Blosc Compression

Compress with Blosc

Input data

When your input data is of type raw(), it is assumed that it encodes a data type where each element is typesize bytes long. The data type can be any structured form of data and does not necessarily needs to be known. Of course you need to know the structure when you need to interpret the data, but that’s not up to the Blosc compressor.

The example below compresses the raw() data assuming that the data type is 2 bytes long.

library(blosc)
data_input <- as.raw(c(1, 2, 3, 4, 1, 2, 3, 4))
blosc_compress(data_input, typesize = 2)
#>  [1] 02 01 12 02 08 00 00 00 08 00 00 00 18 00 00 00 01 02 03 04 01 02 03 04

Note that the length of the resulting data is actually longer than that of the input data. This is because the compressor has an overhead. The data set is just too small compared to the overhead.

Can you compress other data types with Blosc? Yes you can. You first have to encode it to a binary form (raw()), with for instance r_to_dtype() or any other method that converts your data into a raw() format.

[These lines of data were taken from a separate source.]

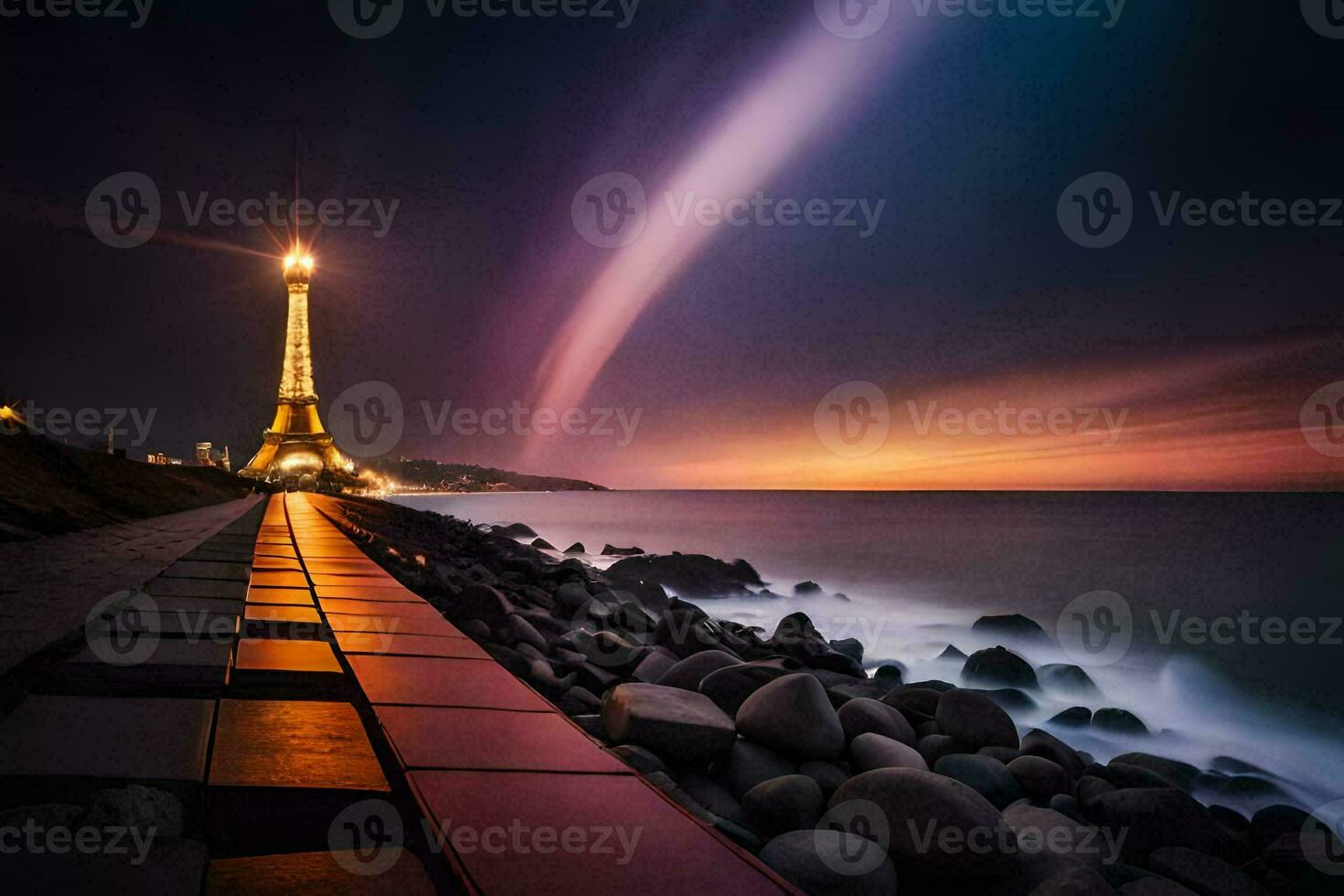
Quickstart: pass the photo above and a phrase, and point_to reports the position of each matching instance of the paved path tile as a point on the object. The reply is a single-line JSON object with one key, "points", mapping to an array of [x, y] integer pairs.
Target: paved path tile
{"points": [[292, 743]]}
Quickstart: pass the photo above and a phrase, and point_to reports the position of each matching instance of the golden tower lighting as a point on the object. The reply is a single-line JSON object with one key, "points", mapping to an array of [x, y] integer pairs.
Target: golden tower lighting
{"points": [[297, 448]]}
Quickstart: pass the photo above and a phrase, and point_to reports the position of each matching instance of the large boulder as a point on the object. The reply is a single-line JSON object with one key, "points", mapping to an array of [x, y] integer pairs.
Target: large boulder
{"points": [[878, 752], [1067, 678], [1040, 778], [938, 827], [794, 716], [778, 805], [998, 667], [862, 716], [831, 863], [485, 603], [731, 686], [677, 724], [1201, 873], [986, 775], [748, 764], [688, 673], [692, 575], [1160, 817], [1041, 743], [795, 637], [975, 720], [1118, 721], [1009, 626]]}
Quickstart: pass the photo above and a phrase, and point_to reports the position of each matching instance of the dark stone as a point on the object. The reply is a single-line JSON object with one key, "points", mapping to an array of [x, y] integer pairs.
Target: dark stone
{"points": [[910, 698], [1160, 817], [1041, 743], [794, 716], [1201, 873], [1011, 626], [485, 603], [519, 630], [851, 647], [823, 863], [1120, 721], [921, 802], [862, 716], [748, 764], [1067, 678], [986, 775], [1179, 774], [934, 747], [1040, 778], [1001, 753], [827, 774], [778, 805], [731, 686], [998, 667], [1072, 718], [688, 673], [679, 724], [878, 752], [975, 720], [694, 575], [795, 637]]}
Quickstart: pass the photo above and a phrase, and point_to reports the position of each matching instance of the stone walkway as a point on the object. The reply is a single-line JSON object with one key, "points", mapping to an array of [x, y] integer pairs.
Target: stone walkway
{"points": [[48, 586], [303, 721]]}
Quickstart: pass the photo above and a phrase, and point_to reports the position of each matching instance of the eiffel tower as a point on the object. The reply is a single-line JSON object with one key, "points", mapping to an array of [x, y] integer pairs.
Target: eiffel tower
{"points": [[297, 449]]}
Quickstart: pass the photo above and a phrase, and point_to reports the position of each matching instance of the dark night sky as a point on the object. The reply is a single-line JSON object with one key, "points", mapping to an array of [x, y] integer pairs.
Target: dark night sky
{"points": [[484, 129]]}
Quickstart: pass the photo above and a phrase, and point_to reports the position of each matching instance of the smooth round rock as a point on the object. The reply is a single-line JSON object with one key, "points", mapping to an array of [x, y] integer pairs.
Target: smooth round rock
{"points": [[824, 863], [921, 804], [689, 672], [878, 752], [794, 716], [791, 802], [748, 764], [862, 716], [986, 775], [677, 724], [1040, 776], [976, 720]]}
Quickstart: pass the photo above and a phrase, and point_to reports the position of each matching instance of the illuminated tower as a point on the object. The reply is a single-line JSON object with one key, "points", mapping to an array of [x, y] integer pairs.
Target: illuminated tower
{"points": [[296, 449]]}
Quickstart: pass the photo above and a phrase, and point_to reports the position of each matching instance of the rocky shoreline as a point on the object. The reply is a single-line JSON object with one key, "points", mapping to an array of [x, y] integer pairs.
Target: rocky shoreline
{"points": [[839, 779]]}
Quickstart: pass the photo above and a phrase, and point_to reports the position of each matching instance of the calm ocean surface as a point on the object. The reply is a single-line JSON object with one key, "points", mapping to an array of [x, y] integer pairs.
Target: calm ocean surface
{"points": [[920, 567]]}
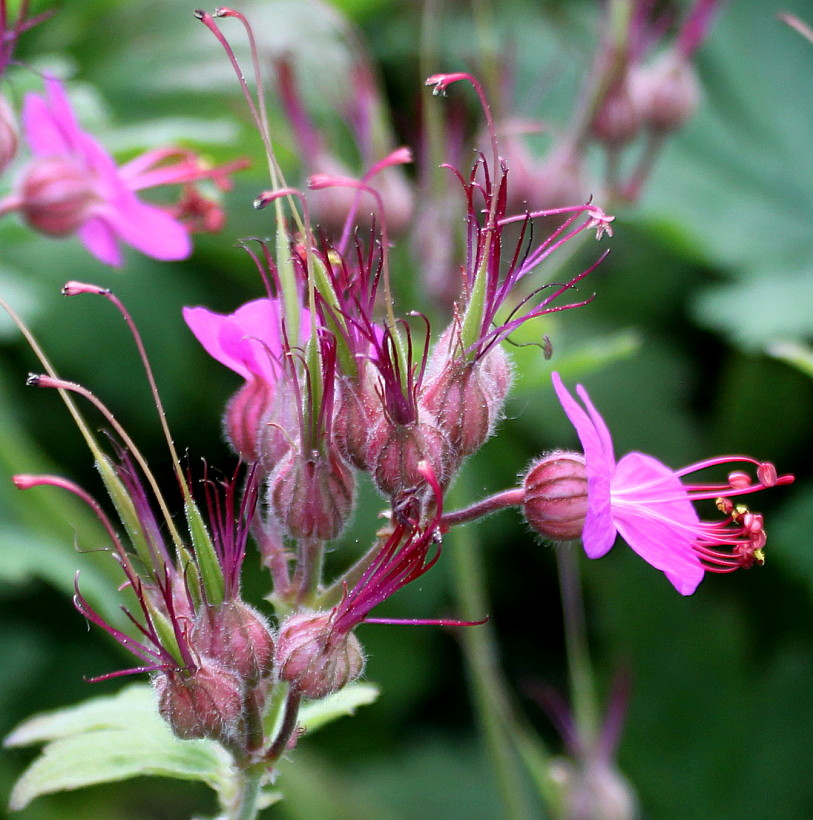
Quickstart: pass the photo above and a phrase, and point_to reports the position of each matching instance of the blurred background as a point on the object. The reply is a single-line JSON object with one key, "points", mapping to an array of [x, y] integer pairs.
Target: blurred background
{"points": [[696, 344]]}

You can also use the dtype argument to encode and compress your data in one go. In that case you need to specify an appropriate data type (vignette("dtypes")).

The example below shows how to encode numeric() values as little-endian 16 bit floating point data ("<f2") and compresses it.

## The line below won't work as the default `typesize` (4) does
## not match with the dtype size (2)
## blosc_compress(iris$Petal.Length, dtype = "<f2")

## Explicitely set the `typesize` to 2
compressed_iris <-
  blosc_compress(iris$Petal.Length, typesize = 2, dtype = "<f2")

Output

The output is always a vector of raw() data. Generally, the output data should be smaller than the input data. There are exceptions. One is seen above, where the data set is too small in comparison with the compressor overhead. Another case is where the data is just too random, where the compressor algorithm simply can’t compress the data. In the its compressed form, the data can no longer be interpreted directly. You need to decompress it first (blosc_decompress()).

Compression Algorithms

You can pick from several algorithms to compress your data: "blosclz", "lz4", "lz4hc", "zlib", or "zstd". There is not a single algorithm that always has the best performance (speed and compression level). It really depends on your data and can be tested by trial and error. You can also lower the compression level argument if you prefer speed over compression level.

Decompress with Blosc

Input data

The decompression function (blosc_decompress()) only accepts raw() data that has been compressed with Blosc. It doesn’t have to be created in R, it can be generated with any software using the c-blosc library.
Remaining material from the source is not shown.